Quem nunca teve um cão não sabe o que é ser amado. Não sei se foi Kant que o disse ou qualquer outro filósofo que tenha escrito sobre o sentimento da angústia. Poderia ter sido o marinheiro. Ou outro qualquer navegante porque a vida tem muitos outros mares e muitas outras marés para as pessoas navegarem.

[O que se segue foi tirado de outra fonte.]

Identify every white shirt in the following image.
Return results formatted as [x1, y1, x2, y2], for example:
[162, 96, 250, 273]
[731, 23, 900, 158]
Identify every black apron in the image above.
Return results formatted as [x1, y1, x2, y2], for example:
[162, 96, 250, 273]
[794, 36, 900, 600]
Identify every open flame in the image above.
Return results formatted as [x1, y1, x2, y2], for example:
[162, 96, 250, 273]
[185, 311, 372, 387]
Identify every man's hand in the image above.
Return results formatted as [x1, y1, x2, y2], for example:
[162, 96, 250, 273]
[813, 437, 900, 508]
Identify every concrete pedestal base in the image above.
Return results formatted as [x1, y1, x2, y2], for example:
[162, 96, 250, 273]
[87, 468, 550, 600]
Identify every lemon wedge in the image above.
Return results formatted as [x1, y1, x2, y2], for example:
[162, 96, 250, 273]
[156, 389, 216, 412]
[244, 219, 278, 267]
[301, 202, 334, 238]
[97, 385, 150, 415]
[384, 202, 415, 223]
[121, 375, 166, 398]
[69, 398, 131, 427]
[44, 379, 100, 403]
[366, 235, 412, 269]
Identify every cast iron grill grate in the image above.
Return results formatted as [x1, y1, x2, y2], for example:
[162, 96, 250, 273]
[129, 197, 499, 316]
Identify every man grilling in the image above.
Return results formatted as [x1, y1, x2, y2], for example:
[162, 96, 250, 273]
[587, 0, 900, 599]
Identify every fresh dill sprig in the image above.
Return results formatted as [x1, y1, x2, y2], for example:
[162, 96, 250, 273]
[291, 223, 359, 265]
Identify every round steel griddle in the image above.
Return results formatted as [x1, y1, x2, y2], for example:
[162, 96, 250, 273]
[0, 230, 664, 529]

O cão… Desde tempos imemoriais, dos segredos das areias do velho Egipto dos faraós, que o cão viaja ao lado do homem. Ou por dentro do homem. De ser tão antiga a história confundiu – os, entrelaçou raízes, misturou as vidas. Vida de cão. Sobretudo as vidas que viajam. Já sabeis: para quem viaja sem rumo, sem destino certo, nenhum vento é favorável. E os vadios, os abandonados não têm rumo nem destino certo. Podem apenas esperar uma monção favorável que quase nunca sopra. Para sustento lhes basta um afago, a ternura duma mão, um olhar, mesmo que volátil, e viajarão sempre carregando a suas fomes milenares e as cicatrizes do abandono. Brel, muito antes de navegar, já trazia por dentro um desses cães:
Laisse moi devenir l’ombre de ton ombre
L’ombre de ta main
L’ombre de ton chien
Sentir sobre a sombra o afago da mão querida, eis quanto bastava para diluir a corrosão. Por certo o sabia o marinheiro sentado a uma isolada mesa do bar: havia sempre um cão que ia a bordo. E o barco, todos os barcos viajam sempre até encalharem ou naufragarem, que também são destinos de cão. Sei dum barco que naufragou um dia nas planícies de Soria:
Oye otra vez, Dios mio, mi corazón clamar
Señor, ya estamos solos mi corazón y la mar
Sim, eu sei porque Machado disse isto. E soube-o melhor quando o rumo do meu barco se tornou incerto fazendo ganir o cão que ia a bordo.
Texto de Sérgio Paulo Silva.
1 comentário:
"...
Afinal tratava-se apenas de um marinheiro qualquer
..."
(Daniel Filipe, in 'A Invenção do Amor´')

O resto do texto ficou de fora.